One in five people experience a mental health condition each year

More than two-thirds of people with a behavioral health condition can’t access appropriate treatment for that condition. Ensuring access to mental health and substance use addiction treatment, along with recovery services, could not be more important for many New Hampshire patients and families.

 

Hospitals have long partnered with the State of New Hampshire on many critical issues, including funding support for both New Hampshire’s Medicaid Expansion program and the State’s substance abuse prevention, treatment, and recovery efforts, and a hub and spoke system aimed at enhancing access to resources for those suffering substance use disorders.

Workforce shortages, limited funding, insurance, and treatment barriers create obstacles to accessing appropriate behavioral health care.

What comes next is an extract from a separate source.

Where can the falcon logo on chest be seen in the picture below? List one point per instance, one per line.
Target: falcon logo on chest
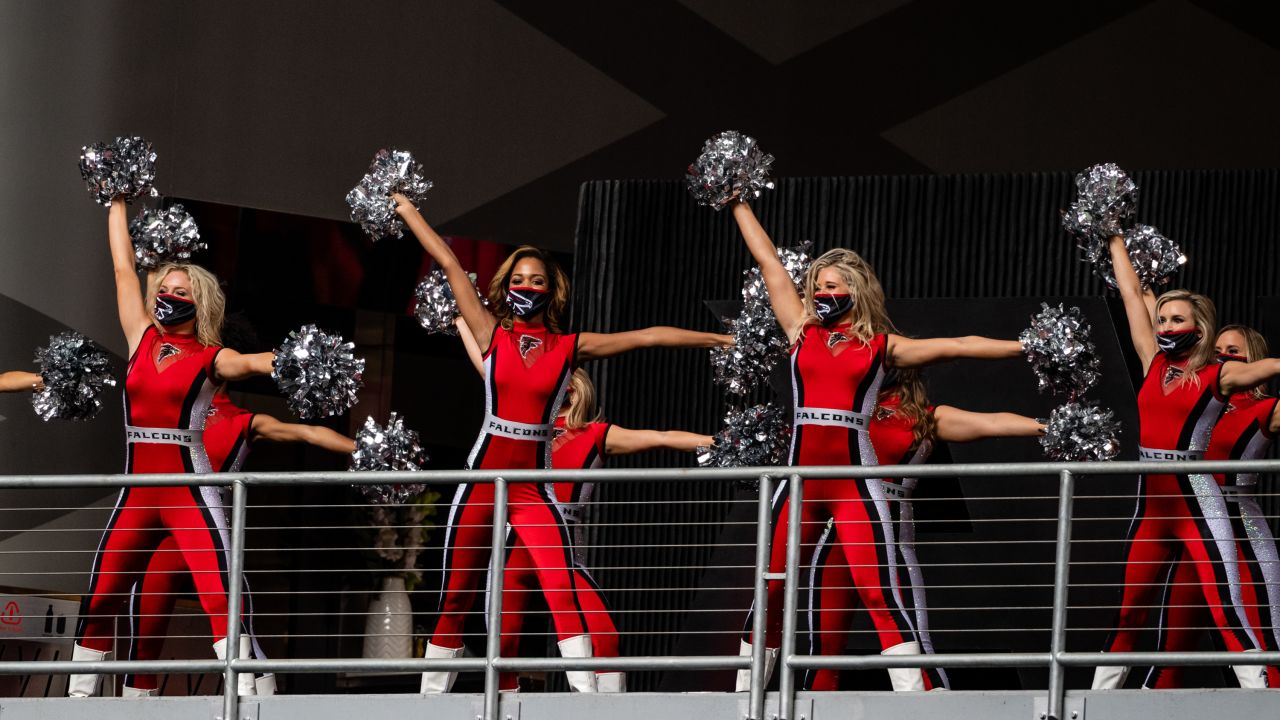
(529, 343)
(167, 351)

The result is that adults and children across the state with behavioral health needs increasingly rely on clinically inappropriate settings, such as hospital emergency departments, to receive the necessary behavioral health treatment. To improve the behavioral health care system and improve access to care, the New Hampshire Association will continue to support making significant investments in New Hampshire’s mental health system, including:

  • increasing the rate paid to hospitals operating involuntary mental health units known as designated receiving facilities (DRF); 
  • increasing adult inpatient bed capacity at New Hampshire Hospital to reduce the number of patients boarding in hospital emergency departments; 
  • adding additional community-based supports and mobile crisis teams, including one statewide with the ability to address the needs of children so that patients can get the services they need and potentially avoid the need for inpatient level of care;
  • increasing the number of transitional housing beds so that patients are able to be discharged from an acute inpatient setting with the supports they need to live in the community; and
  • establishing a new forensic hospital for those patients currently in the Secure Psychiatric Unit at the state prison.
  • Advancing the priorities outlined in the 10-Year New Hampshire Mental Health Plan

ED Boarding Crisis in New Hampshire

New Hampshire has long experienced an emergency department boarding crisis, where patients in an acute psychiatric crisis must wait days, sometimes weeks, in a hospital emergency room due to the lack of bed capacity at New Hampshire Hospital and other institutions that have designated receiving facility (DRF) beds.

This crisis is a symptom of a much broader, systemic problem: New Hampshire simply does not have adequate resources across the entire system to care for those with a mental health issue, from outpatient services to acute inpatient services, housing, crisis services and more.

New Hampshire’s mental health system has long suffered from dramatic underfunding that has made our system extremely inefficient and ineffective for those suffering from an acute mental illness.  While the State created its 10 Year Mental Health Plan in 2019 to address the issues of capacity across the entire health care system, including additional inpatient capacity, more still needs to be done to solve the immediate crisis of patients waiting in EDs to get the care they need.

 

Building a system of care for those suffering an acute psychiatric illness is essential to solving the ED boarding crisis and we will continue to partner with lawmakers, state agencies and other stakeholders on sustainable solutions that remove barriers to care and meet the demands of the patients and families seeking treatment for mental health issues and substance use disorders.